Multiple or redundant feeders may feed the customer-tapped grid, so that individual feeders may fail without, causing power outages. The underground distribution network effectively forms at least a 3-edge connected graph—in other words, any two components can fail without disrupting delivery of electricity to customers. Most feeder failures result in automatic isolation—so called “Open Autos” or O/As. When an O/A occurs, the load that had been carried by the failed feeder must shift to adjacent feeders, further stressing them. O/As put networks, control centers, and field crews under considerable stress, especially during the summer, and cost millions of dollars in operations and maintenance expenses annually.
Providing reliable electric supply requires active or continuous “control room” management of the distribution system by utility operators. Real-time response to a disturbance or problem may, for example, require redirecting power flows for load balancing or sectionalizing as needed. The control room operators must constantly monitor the distribution system for potential problems that could lead to disturbances.
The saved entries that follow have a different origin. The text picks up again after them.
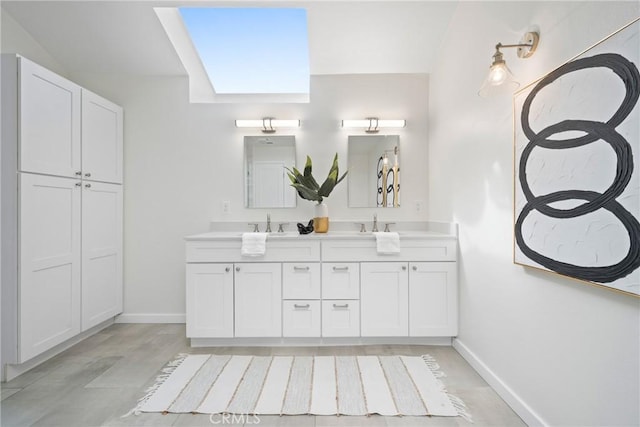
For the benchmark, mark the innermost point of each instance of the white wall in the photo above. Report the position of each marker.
(562, 353)
(182, 160)
(15, 39)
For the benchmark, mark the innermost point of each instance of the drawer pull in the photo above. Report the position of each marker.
(301, 306)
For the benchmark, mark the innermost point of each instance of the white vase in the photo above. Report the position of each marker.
(321, 218)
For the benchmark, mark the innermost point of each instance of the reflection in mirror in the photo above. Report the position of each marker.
(374, 171)
(266, 182)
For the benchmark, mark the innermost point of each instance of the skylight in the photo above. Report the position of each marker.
(242, 51)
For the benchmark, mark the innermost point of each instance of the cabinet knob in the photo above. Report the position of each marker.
(301, 306)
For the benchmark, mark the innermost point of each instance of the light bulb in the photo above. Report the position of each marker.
(497, 74)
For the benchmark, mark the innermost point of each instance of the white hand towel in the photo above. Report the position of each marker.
(387, 242)
(254, 244)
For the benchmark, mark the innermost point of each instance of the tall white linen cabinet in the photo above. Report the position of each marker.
(61, 210)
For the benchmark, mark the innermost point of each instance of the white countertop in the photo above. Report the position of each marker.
(340, 235)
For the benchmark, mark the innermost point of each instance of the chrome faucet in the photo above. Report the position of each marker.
(268, 230)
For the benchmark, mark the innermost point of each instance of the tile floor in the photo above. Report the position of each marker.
(97, 381)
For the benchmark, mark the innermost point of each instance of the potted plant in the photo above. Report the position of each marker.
(309, 189)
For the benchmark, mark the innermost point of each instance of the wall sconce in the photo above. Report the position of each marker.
(500, 77)
(268, 124)
(373, 124)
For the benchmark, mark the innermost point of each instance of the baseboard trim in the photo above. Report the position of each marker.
(12, 371)
(151, 318)
(520, 407)
(317, 341)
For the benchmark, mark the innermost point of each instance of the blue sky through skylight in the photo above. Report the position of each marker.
(251, 50)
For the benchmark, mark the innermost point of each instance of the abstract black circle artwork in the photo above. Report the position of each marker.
(577, 185)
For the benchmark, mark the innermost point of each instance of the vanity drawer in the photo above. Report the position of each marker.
(301, 280)
(341, 280)
(340, 318)
(301, 318)
(228, 250)
(410, 250)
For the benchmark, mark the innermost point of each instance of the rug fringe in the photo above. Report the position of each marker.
(460, 406)
(457, 402)
(160, 379)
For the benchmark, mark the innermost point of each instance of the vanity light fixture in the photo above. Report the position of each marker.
(500, 77)
(267, 124)
(373, 124)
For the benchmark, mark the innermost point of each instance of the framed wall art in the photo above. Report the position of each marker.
(576, 166)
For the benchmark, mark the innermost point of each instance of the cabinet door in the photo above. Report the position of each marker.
(209, 300)
(301, 318)
(101, 139)
(340, 318)
(49, 290)
(433, 308)
(341, 280)
(49, 122)
(258, 300)
(301, 280)
(384, 297)
(101, 252)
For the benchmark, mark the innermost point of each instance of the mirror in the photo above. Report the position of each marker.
(374, 171)
(266, 182)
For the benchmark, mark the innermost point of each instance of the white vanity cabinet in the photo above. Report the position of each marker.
(209, 300)
(61, 224)
(258, 299)
(433, 302)
(332, 288)
(49, 119)
(102, 229)
(301, 299)
(341, 299)
(102, 141)
(50, 272)
(384, 299)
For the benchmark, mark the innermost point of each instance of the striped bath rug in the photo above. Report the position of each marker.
(295, 385)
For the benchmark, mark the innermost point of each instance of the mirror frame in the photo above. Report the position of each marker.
(270, 177)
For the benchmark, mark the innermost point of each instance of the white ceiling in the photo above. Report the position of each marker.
(345, 37)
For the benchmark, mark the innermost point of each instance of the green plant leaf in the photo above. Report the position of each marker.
(308, 175)
(307, 193)
(307, 186)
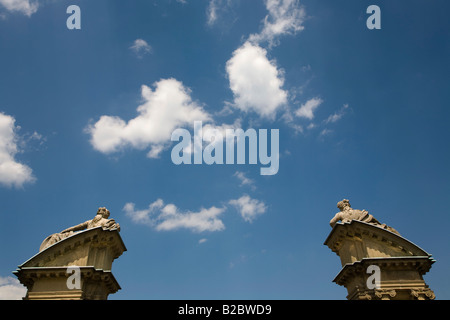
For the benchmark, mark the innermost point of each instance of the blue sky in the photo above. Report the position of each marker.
(86, 117)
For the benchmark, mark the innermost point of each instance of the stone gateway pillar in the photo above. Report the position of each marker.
(75, 265)
(377, 262)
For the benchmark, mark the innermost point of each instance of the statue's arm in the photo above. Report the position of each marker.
(78, 227)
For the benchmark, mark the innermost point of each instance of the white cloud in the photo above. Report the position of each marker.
(140, 47)
(27, 7)
(307, 110)
(168, 217)
(11, 289)
(337, 115)
(244, 180)
(284, 17)
(164, 109)
(211, 11)
(255, 81)
(12, 173)
(217, 9)
(249, 208)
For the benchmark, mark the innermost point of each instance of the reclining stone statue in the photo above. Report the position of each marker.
(348, 214)
(100, 220)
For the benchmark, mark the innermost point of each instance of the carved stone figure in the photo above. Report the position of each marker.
(348, 214)
(100, 220)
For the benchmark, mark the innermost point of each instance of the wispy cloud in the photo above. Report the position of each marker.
(249, 208)
(284, 17)
(12, 173)
(165, 108)
(337, 115)
(307, 109)
(167, 217)
(244, 180)
(255, 81)
(140, 47)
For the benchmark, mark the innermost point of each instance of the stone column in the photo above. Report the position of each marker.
(369, 252)
(88, 255)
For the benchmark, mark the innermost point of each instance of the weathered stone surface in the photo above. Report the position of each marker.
(92, 251)
(363, 242)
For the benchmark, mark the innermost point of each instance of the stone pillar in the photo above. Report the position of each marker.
(88, 254)
(400, 264)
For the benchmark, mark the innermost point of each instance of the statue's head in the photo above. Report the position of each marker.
(343, 204)
(104, 212)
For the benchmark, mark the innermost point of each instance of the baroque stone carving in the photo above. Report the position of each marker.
(100, 220)
(348, 214)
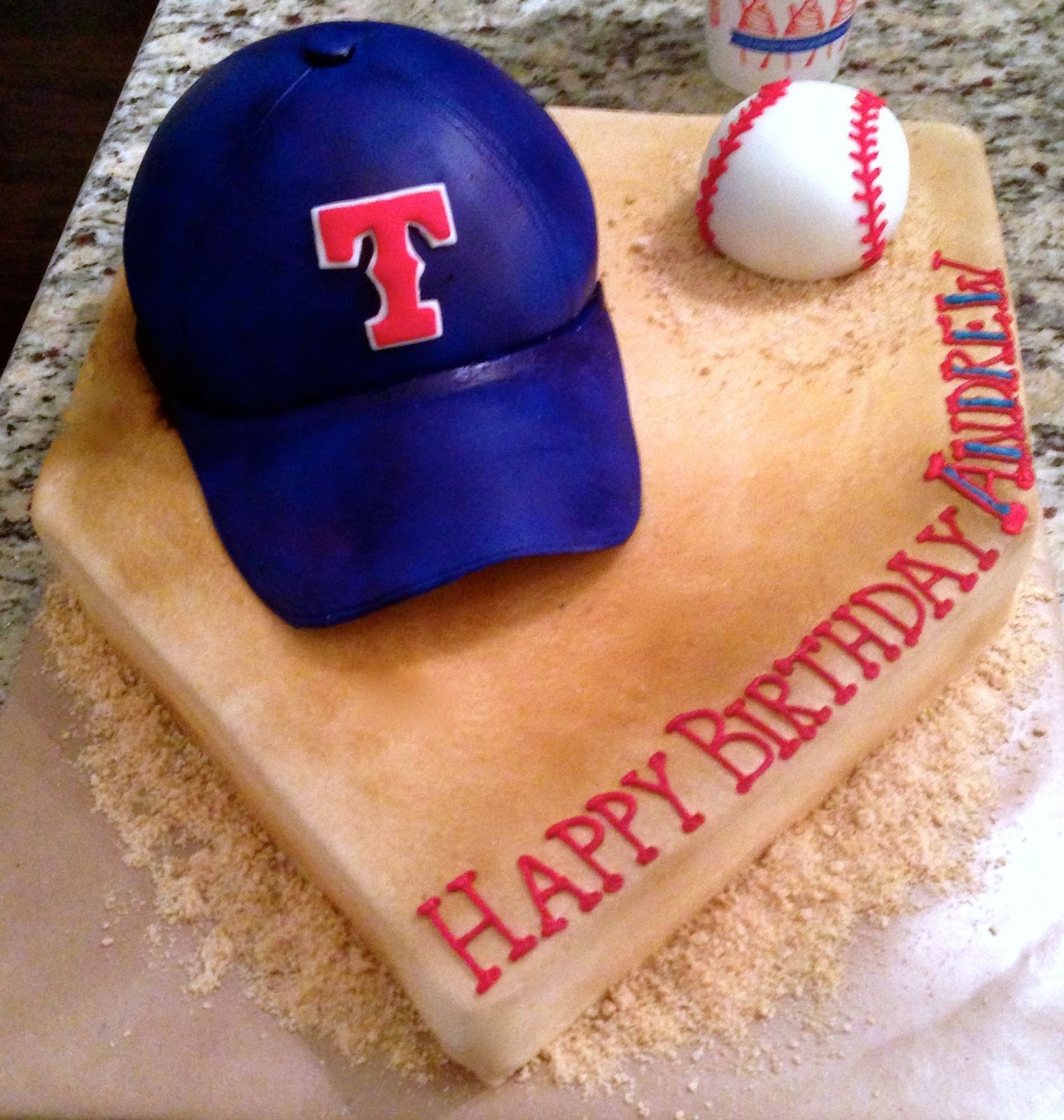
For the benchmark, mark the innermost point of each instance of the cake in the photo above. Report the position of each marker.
(520, 783)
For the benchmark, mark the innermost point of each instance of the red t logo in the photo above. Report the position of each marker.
(396, 269)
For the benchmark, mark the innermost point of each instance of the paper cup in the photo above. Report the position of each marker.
(754, 42)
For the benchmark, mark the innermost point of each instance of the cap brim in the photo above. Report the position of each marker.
(337, 510)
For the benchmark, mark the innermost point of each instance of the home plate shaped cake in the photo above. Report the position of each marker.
(520, 783)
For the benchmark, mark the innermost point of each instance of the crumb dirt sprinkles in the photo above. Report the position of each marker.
(910, 817)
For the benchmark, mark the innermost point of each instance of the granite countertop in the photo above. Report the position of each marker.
(994, 65)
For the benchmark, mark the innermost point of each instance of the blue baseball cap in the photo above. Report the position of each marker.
(363, 262)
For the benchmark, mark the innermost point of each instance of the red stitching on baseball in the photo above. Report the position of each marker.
(865, 134)
(766, 95)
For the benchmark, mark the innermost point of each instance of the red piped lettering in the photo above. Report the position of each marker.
(904, 565)
(844, 694)
(715, 748)
(988, 280)
(865, 634)
(1011, 515)
(910, 632)
(603, 804)
(689, 821)
(396, 269)
(490, 921)
(530, 867)
(804, 720)
(563, 832)
(987, 558)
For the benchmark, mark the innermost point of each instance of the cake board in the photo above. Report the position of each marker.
(165, 613)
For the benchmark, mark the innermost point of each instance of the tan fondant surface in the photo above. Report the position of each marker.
(784, 430)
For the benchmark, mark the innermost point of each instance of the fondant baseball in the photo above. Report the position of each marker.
(804, 181)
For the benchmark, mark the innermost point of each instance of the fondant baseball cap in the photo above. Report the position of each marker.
(363, 262)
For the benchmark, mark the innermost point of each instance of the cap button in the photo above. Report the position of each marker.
(328, 45)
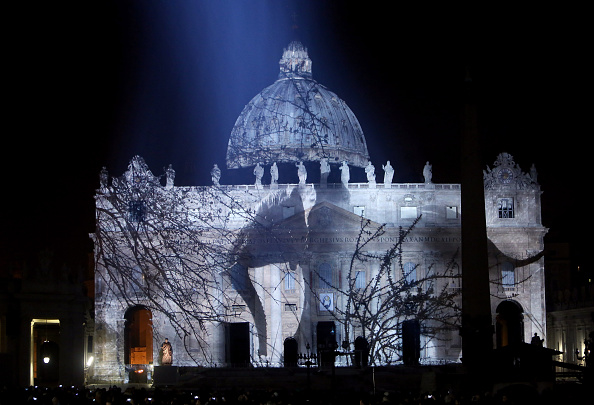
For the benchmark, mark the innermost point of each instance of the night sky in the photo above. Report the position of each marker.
(93, 84)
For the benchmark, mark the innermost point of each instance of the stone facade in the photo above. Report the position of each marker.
(301, 230)
(254, 274)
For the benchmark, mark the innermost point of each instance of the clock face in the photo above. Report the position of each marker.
(505, 175)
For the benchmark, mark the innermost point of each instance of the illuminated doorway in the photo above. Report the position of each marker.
(138, 343)
(237, 341)
(510, 324)
(45, 352)
(291, 352)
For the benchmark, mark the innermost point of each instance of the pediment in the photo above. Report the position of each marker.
(325, 217)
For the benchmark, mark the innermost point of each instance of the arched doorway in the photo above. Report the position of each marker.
(291, 352)
(45, 351)
(138, 342)
(510, 324)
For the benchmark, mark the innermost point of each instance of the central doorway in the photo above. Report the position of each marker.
(237, 344)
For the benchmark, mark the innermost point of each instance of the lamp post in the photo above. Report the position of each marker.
(307, 359)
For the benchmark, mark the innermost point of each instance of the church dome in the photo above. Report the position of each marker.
(296, 119)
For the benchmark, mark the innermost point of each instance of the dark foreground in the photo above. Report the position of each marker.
(379, 386)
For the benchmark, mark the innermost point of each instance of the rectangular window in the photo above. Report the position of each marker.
(359, 210)
(508, 276)
(325, 276)
(290, 280)
(451, 212)
(136, 211)
(506, 208)
(288, 212)
(360, 280)
(237, 309)
(408, 212)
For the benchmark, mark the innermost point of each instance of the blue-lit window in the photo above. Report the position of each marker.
(239, 276)
(506, 208)
(360, 279)
(325, 276)
(290, 280)
(508, 276)
(137, 211)
(410, 272)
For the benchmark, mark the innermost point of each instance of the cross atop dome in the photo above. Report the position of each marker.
(295, 62)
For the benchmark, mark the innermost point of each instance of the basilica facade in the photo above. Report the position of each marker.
(255, 274)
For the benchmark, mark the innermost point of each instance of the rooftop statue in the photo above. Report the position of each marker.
(370, 171)
(170, 176)
(324, 171)
(345, 174)
(302, 173)
(388, 174)
(273, 175)
(259, 173)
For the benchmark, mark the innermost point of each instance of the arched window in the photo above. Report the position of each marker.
(239, 277)
(360, 279)
(409, 272)
(508, 276)
(325, 276)
(289, 280)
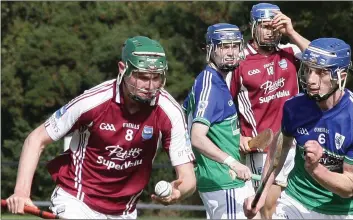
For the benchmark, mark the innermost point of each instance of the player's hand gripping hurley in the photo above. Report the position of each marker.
(273, 167)
(261, 141)
(34, 211)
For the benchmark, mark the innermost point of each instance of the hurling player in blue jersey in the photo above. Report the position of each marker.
(321, 121)
(213, 121)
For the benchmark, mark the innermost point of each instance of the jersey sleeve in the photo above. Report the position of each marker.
(175, 138)
(287, 129)
(234, 84)
(77, 112)
(208, 108)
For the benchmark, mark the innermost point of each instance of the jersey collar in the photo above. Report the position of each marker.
(119, 98)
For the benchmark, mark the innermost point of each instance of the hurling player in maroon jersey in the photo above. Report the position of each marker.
(263, 82)
(117, 127)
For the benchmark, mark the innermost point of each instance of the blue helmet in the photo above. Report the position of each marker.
(260, 13)
(330, 54)
(219, 34)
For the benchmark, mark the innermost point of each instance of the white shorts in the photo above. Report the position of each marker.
(289, 208)
(226, 204)
(256, 162)
(69, 207)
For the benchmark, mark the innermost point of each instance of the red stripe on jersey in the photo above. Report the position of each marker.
(90, 91)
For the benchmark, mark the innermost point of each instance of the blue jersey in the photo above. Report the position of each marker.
(209, 102)
(333, 130)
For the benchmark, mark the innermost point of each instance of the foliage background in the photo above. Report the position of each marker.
(53, 51)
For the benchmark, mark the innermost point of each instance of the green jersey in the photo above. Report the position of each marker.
(209, 102)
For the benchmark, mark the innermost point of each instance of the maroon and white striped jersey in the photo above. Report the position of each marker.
(110, 158)
(260, 86)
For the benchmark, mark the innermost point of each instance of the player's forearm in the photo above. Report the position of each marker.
(299, 40)
(286, 145)
(28, 162)
(338, 183)
(206, 147)
(187, 189)
(187, 174)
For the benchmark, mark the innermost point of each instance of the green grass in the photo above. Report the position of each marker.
(10, 216)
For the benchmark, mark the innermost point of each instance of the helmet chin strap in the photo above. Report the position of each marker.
(138, 98)
(320, 98)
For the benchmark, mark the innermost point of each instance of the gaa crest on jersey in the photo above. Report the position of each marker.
(60, 112)
(203, 105)
(283, 64)
(147, 132)
(339, 139)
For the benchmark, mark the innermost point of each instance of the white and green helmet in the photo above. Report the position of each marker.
(143, 55)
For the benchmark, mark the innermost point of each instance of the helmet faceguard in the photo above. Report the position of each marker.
(144, 60)
(224, 46)
(260, 15)
(325, 55)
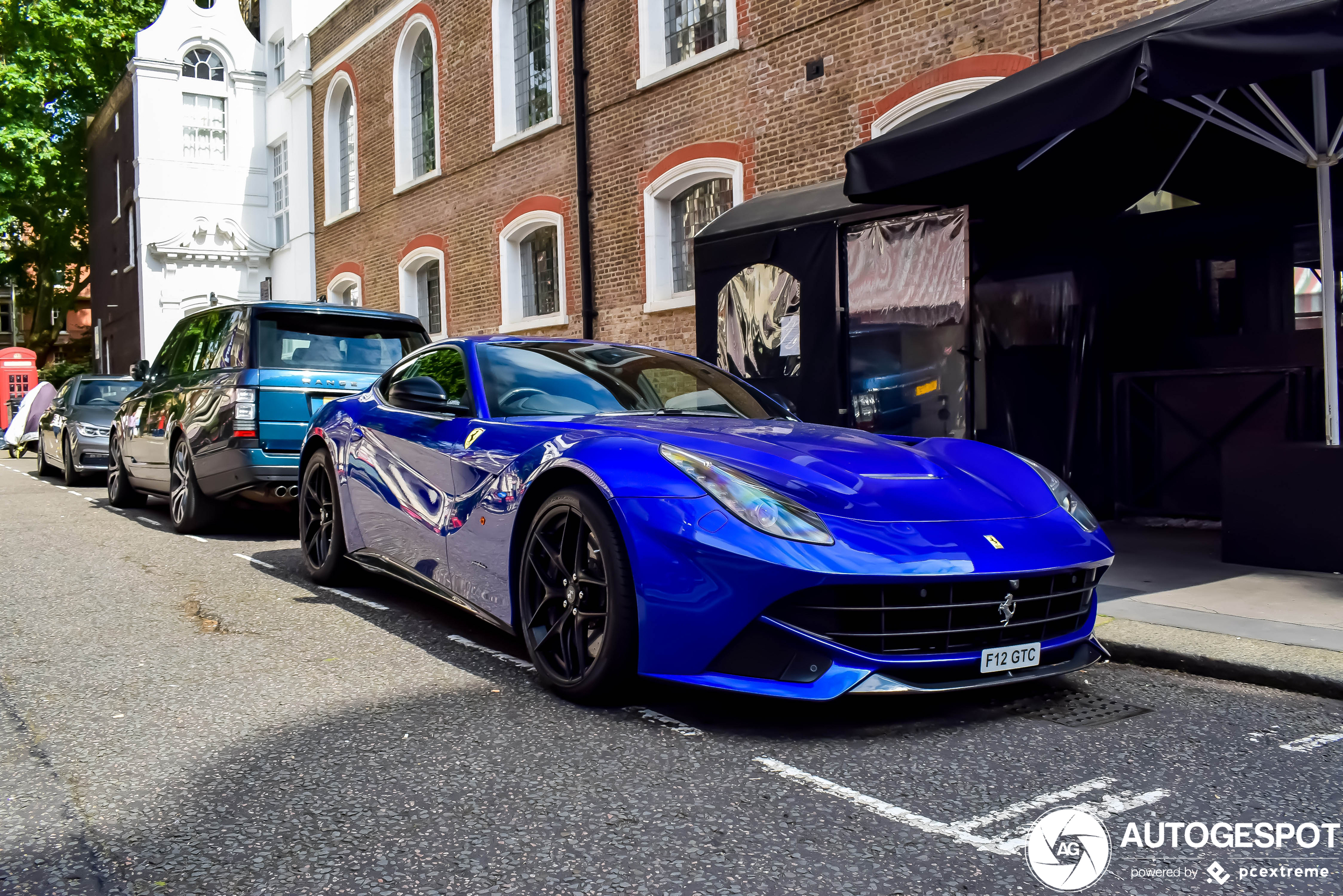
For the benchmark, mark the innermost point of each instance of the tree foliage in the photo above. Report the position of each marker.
(58, 62)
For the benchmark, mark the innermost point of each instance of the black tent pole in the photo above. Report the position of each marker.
(1329, 276)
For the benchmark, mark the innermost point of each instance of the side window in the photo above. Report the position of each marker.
(187, 351)
(445, 366)
(164, 359)
(215, 341)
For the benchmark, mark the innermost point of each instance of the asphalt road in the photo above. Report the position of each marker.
(187, 715)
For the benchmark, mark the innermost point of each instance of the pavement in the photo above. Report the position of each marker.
(188, 715)
(1169, 601)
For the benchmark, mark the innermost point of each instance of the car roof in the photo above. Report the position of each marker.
(312, 308)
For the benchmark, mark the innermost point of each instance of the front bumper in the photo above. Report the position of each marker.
(703, 579)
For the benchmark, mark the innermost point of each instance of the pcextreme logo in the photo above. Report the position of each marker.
(1068, 849)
Sensors may be used to monitor the electrical characteristics (e.g., voltage, current, frequency, harmonics, etc.) and the condition of critical components (e.g., transformers, feeders, secondary mains, and circuit breakers, etc.) in the distribution system. The sensor data may guide empirical tactics (e.g., load redistribution in summer heat waves) or strategies (e.g., scheduling network upgrades at times of low power demand in the winter); and provide indications of unique or peculiar component life expectancy based on observations of unique or peculiar loads. Power companies and utilities have developed models for evaluating the danger that a particular feeder or other network component could fail. The models, which are based on traditional statistical techniques such as linear regression analysis, provide likelihood of network failure or jeopardy scores, which may be used to prioritize component testing (e.g., high voltage isolation testing (“Hipot testing”)), network repairs, maintenance or reinforcement. However, in practice, the scores obtained using the current models are a weak guide and provide only a rough indication of likely failure events.
Consideration is now being given to improving prior art systems and methods for management of an electrical power distribution system. Attention is being directed to applying machine learning to the development of short-term and long-term strategies for operating the electrical power distribution system to provide reliable electric service.